Field Day is known for breeding and stimulating intense, energetic competition from students. Students take part in various sport and activities, representing their departments, such as soccer, kickball, volleyball, dodge ball etc. Field Day is held outside of school for two days.

Other festivals consist of Hanyoung Music Festival, a choir competition, regular sporting matches between departments, a three-day trip for first-year students, Club Day, and others.

=== Academic Competition ===
Hanyoung also holds numerous academic competitions throughout the school year.

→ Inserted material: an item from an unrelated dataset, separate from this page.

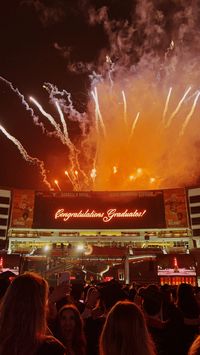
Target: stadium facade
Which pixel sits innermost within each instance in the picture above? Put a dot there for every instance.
(100, 223)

The competitions consist of, but are not limited to:
- History reading competition
- Society reading competition
- Writing competition
- Math competition
- English competition
- Geography competition
- Foreign Language competition
- HYCED (English Debate Competition)
- Debate competition
- HYMUN (Model United Nations)

==Reputation==
===College admission===

In 2005 Hanyoung had the highest percentage of graduates going on to: Seoul National University, Yonsei University, Korea University, Ewha Womans University, Sogang University and Hanyang University.

In 2017, Hanyoung placed 13th in the national high school rankings based on the number of graduates going on to Seoul National University. Hanyoung sent 32 students to Seoul National University in that academic year. This is a remarkable result, as foreign language high school students only go into areas such as; social sciences, humanities and languages majors.